How Scientists Use Images of the Sky to Time Travel to Stars


It's no secret that I'm a big fan of the American Museum of Natural History's series Shelf Life, which gives viewers a behind-the-scenes look at the museum's collections. This month's episode, "How to Time Travel to a Star," is a little different than previous episodes, because the collections of astrophysicists look a lot different than traditional natural history collections. 

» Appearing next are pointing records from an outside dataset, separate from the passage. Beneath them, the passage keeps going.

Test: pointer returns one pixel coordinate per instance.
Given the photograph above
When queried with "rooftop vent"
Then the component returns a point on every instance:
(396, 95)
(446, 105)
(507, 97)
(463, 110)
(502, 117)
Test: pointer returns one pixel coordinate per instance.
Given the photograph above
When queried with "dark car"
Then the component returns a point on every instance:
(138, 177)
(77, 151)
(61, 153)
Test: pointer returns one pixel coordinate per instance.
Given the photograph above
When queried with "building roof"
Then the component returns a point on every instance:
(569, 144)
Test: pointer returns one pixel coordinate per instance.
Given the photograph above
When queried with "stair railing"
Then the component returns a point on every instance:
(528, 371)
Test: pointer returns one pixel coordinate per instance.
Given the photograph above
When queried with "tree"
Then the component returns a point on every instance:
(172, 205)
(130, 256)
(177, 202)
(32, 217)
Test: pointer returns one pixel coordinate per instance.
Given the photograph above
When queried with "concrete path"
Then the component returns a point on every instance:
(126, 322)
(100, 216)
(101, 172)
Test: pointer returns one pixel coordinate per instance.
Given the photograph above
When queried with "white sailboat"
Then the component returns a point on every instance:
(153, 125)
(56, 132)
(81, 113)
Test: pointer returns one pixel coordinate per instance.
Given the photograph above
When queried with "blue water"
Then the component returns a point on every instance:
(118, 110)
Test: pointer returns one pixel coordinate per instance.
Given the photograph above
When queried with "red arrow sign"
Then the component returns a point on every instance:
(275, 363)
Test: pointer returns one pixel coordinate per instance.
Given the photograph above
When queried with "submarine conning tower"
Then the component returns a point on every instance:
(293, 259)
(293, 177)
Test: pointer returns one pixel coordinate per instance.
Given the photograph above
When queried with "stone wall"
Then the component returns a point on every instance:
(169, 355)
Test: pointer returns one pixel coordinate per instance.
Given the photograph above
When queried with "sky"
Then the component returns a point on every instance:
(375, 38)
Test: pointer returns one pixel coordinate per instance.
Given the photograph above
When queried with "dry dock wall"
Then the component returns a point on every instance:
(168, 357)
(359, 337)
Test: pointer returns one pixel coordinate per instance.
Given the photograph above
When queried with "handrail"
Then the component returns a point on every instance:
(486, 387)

"One of the differences between natural history collections and astro collections is that because ours live on hard drives, instead of in cabinets, they take up a whole lot less room," says Ashley Pagnotta, a Davis Scholar at AMNH. These collections are composed of outputs from formulas created by theoretical and computation astrophysicists and, for observational astrophysicists, images of the sky. These days, the images are mostly digital, but more than a century ago, astronomers would snap photos of the sky using glass plates coated with a photo emulsion.

The astronomers would take photos of the sky in a regular, orderly fashion, giving us a good record of what the sky looked like in the past—and, in a way, allowing us to travel back in time to see what the skies looked like then. "We simply have one record of the universe streaming by us,"says Mike Shara, a curator of Astrophysics at the museum who studies exploding stars, "and because astronomers a century or more ago were snapping pictures, we have a continuous record over an enormously long period of time."

Harvard has the largest glass plate collection of astronomical photos, which dates back to 1860, and is working to digitize them. At AMNH, Pagnotta and Shara worked with high school students in the museum's Science Research Mentorship Program (SRMP) to bring catalogs of distances to stars in the Magellanic Clouds around our galaxy—which were created by Henrietta S. Leavitt in the early 1900s and updated by Cecila Payne-Gaposchkin in the 1950s—into the present day. The distances were only accurate for the eras in which they were created, so the students created a computer program that would account for 3D space and the wobbling of the Earth's axis. The data will be published and made available to the scientific community. "Once this catalog is complete—and it's almost finished—we will have a digital, fully accessible catalog that anyone in the world can use," Pagnotta says. "And then from there, you can start to do science—see how these stars change over time. We think that they probably do change over a hundred years, but we don't really know what they do. Nobody's ever looked before."